Learn about the different voice models supported by the API

The options available and characteristics of generated audio will depend on the AI model that is used to synthesise the voice.

PlayHT API supports different types of models: 'PlayHT2.0', 'PlayHT2.0-turbo', 'PlayHT1.0' and 'Standard'. Some APIs will only work with specific models. For APIs that support 'Standard' voice engine, see the Standard & Premium Voices section. The other sections are for APIs that operate on PlayHT voices.

Listing Supported Voices

There are a few ways to list supported voices depending on your requirements:

PlayHT 2.0 and 2.0 Turbo Voices

Our newest conversational voice AI model with added emotion direction and instant cloning. Compatible with 'PlayHT2.0-turbo' engine, our fastest model for streaming. Supports english only.

PlayHT 1.0 Voices

Lifelike voices ideal for expressive and conversational content. Supports english only.

Cloned Voices

We offer High-Fidelity and instant cloning options. With instant cloning, a PlayHT 2.0 voice is produced, while High-Fidelity clones are based on our PlayHT 1.0.

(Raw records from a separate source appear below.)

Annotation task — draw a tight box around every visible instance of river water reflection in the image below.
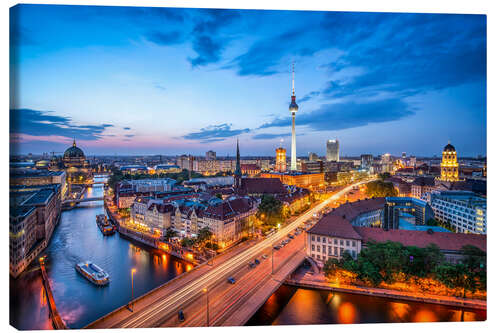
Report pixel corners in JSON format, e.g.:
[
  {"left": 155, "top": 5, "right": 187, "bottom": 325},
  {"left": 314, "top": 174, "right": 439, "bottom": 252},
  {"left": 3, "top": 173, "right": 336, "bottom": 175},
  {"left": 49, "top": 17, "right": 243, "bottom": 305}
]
[
  {"left": 247, "top": 285, "right": 486, "bottom": 326},
  {"left": 10, "top": 178, "right": 190, "bottom": 330}
]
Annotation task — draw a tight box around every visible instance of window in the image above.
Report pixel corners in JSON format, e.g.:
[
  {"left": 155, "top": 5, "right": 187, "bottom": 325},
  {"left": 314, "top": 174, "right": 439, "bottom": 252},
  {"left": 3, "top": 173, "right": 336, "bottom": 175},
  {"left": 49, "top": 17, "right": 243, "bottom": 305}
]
[
  {"left": 311, "top": 245, "right": 315, "bottom": 251},
  {"left": 334, "top": 239, "right": 338, "bottom": 245},
  {"left": 323, "top": 237, "right": 326, "bottom": 243},
  {"left": 340, "top": 240, "right": 344, "bottom": 246},
  {"left": 328, "top": 246, "right": 332, "bottom": 255},
  {"left": 346, "top": 240, "right": 350, "bottom": 246},
  {"left": 322, "top": 245, "right": 326, "bottom": 254},
  {"left": 311, "top": 235, "right": 315, "bottom": 241},
  {"left": 334, "top": 247, "right": 338, "bottom": 256}
]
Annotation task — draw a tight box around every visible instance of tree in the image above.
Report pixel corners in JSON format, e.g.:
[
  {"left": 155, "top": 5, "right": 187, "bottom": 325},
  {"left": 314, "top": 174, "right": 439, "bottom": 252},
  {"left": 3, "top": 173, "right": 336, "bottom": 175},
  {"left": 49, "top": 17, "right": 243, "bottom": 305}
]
[
  {"left": 323, "top": 258, "right": 340, "bottom": 277},
  {"left": 426, "top": 218, "right": 439, "bottom": 226},
  {"left": 461, "top": 245, "right": 486, "bottom": 291},
  {"left": 196, "top": 227, "right": 213, "bottom": 245},
  {"left": 435, "top": 263, "right": 477, "bottom": 298},
  {"left": 365, "top": 180, "right": 397, "bottom": 198},
  {"left": 164, "top": 227, "right": 178, "bottom": 241},
  {"left": 215, "top": 193, "right": 223, "bottom": 199},
  {"left": 181, "top": 238, "right": 195, "bottom": 248},
  {"left": 378, "top": 172, "right": 391, "bottom": 181},
  {"left": 257, "top": 195, "right": 284, "bottom": 226}
]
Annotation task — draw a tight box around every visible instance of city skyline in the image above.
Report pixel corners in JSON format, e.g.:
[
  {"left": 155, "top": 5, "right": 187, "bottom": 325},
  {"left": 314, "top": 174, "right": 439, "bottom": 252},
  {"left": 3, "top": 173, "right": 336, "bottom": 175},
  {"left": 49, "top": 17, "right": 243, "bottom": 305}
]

Voice Cloning and Realtime streaming

Realtime streaming (PlayHT2.0-Turbo) has support for instant clones only, not for high-fidelity clones.

Standard Voices

For multi-lingual text-to speech generations, changing pitches and adding pauses. Voices with reliable outputs and support for Speech Synthesis Markup Language (SSML). Supports 100+ languages.